The silvery light of the full moon gets trapped inside my bedroom and wakes me up. It’s 3:30 am. The house is silent and asleep. The air outside so still, almost as if the world is holding its breath. I feel restless. I want to go and make myself some coffee, curl up in the armchair in the kitchen, read my book. But I don’t think I can still my mind enough. Down the hallway, through the open door of her bedroom, I hear my daughter grinding her teeth. I wonder what she’s dreaming of, this child of mine made of light and laughter. I want to go and curl my body around her small one, hold her tight, my nose buried in the softness of her hair. Instead, I say a prayer for her. A prayer for my son. My sweet, sweet boy. More than anything, still wanting the approval of his parents.
I feel a sadness deep inside. Threatening. I don’t know what or why. I remember my mother back when I was a teenager. How I would wake up in the night and hear her praying. I understand her now. Her fervent wishes for her children. Her need to know that we would be all right.
I think of how as parents we have all these expectations of our children. And they of us. Nothing profound in that. But when I think about it, I wonder if our expectations are ruining the greatness within them. Perhaps making them feel imperfect, insufficient. Because our aspirations for them aren’t all justified, are they. Most are purely selfish. What we had wanted for ourselves. And what does that teach them?
Twice, this past week, I felt a tightness in my chest, as though I was about to burst. Light headed, my breaths rushing out, the sound of my heartbeat deafening in my ears. It’s probably nothing. It isn’t the first time I’ve scared myself silly, thinking I’m about to die. It isn’t the first time I’ve idealized my worries.
I took the children out to pizza for lunch, the other day. It had snowed with thick snowflakes early in the morning. Chunks of clouds falling from the sky. By noon the day had cleared, the sun stinging my eyes with its brightness. We dressed warmly and walked. We took the train to Powell’s and lost ourselves within its walls. On our way back, I saw a girl on a pink bike, wearing a pink satin skirt. She was at a stoplight, waiting her turn in the car line. Her face was upturned to the sun. There was a stillness about her. A joy.
All these disjointed thoughts swirling through my head. They don’t make much sense, I know. And come the light of day, I may cringe at how foolish they seem, and delete them all.
A quarter of a mile up the road from our house, the woods begin. On a hot summer day, we grab our water bottles and sweaters, and head out. Within five minutes we’ve left the city behind, with its noise, its traffic, its suffocating heat. We follow the dirt path that meanders through the firs, the jasmine, and the wild blackberry bushes, the only sound that of the gurgling stream, and birds calling to each other.
The deeper in we go, the cooler it gets. We don our sweaters and button them up. The kids race up ahead, my son gathering salmonberries, naming ferns and mushrooms, my daughter picking wildflowers she presents to me, or down to the stream looking for salamanders. They jump from one rock to another, wanting to be the first to get to the opposite shore. I watch, my heart in my throat, and caution them. My husband laughs and tells me to relax. He goes to join them, a protective hand hovering above the little one.

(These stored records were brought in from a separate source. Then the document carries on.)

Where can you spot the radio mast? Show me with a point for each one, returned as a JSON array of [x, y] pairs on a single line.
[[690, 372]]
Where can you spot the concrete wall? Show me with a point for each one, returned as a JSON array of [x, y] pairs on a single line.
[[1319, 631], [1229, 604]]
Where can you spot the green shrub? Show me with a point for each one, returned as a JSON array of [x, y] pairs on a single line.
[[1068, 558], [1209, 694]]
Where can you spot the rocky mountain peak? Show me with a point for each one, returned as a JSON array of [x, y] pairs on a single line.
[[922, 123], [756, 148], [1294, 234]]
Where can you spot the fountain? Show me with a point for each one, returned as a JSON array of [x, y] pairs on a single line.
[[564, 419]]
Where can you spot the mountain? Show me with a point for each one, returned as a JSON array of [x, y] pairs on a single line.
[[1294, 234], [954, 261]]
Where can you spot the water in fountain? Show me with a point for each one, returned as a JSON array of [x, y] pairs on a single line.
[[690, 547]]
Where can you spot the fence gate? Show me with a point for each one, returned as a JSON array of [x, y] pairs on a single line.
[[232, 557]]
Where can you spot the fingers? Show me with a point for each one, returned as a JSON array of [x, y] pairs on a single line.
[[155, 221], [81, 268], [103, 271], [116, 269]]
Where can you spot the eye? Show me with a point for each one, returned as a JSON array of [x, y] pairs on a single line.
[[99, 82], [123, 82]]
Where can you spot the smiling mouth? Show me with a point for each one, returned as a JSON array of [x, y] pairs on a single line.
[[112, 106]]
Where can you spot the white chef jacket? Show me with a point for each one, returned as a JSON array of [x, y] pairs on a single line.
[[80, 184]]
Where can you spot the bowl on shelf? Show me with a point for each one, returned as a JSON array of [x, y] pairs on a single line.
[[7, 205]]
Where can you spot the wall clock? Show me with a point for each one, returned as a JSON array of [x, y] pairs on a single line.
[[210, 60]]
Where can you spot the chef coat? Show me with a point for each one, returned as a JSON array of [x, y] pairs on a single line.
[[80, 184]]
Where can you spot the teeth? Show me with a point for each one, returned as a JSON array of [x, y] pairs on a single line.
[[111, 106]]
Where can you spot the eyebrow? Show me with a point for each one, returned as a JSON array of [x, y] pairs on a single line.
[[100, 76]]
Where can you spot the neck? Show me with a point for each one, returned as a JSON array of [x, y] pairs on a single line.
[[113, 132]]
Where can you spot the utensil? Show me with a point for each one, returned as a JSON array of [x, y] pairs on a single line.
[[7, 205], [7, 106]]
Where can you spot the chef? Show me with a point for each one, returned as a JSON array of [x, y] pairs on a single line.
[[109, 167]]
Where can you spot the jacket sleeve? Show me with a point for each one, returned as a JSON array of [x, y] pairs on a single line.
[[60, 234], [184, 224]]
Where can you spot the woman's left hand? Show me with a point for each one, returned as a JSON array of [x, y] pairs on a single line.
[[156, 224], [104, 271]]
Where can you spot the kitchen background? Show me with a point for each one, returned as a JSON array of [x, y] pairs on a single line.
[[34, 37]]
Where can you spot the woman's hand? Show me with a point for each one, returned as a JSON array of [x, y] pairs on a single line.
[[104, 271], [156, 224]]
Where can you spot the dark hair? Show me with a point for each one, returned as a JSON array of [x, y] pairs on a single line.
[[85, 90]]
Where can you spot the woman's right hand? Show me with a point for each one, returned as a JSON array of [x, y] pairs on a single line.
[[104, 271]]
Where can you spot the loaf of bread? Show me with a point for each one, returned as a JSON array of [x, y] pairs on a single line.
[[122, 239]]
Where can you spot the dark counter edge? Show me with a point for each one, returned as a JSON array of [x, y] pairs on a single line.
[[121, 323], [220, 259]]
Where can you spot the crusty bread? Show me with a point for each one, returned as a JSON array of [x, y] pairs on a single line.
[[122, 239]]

Finally we arrive at remains of the old Stone House. This is our turning point. Husband and I sit on a log, quench our thirst, and the little ones prepare to put on a show. The old stone structure is their castle, the forest their kingdom, their dad and I, their subjects.
On our way back down, I offer up a little prayer of gratitude. For my beautiful family, for the magic of childhood, for the trees, and the flowers, and the sun, and the air we breath. I am amazed and moved to tears. It is in the midst of nature that I feel closest to God.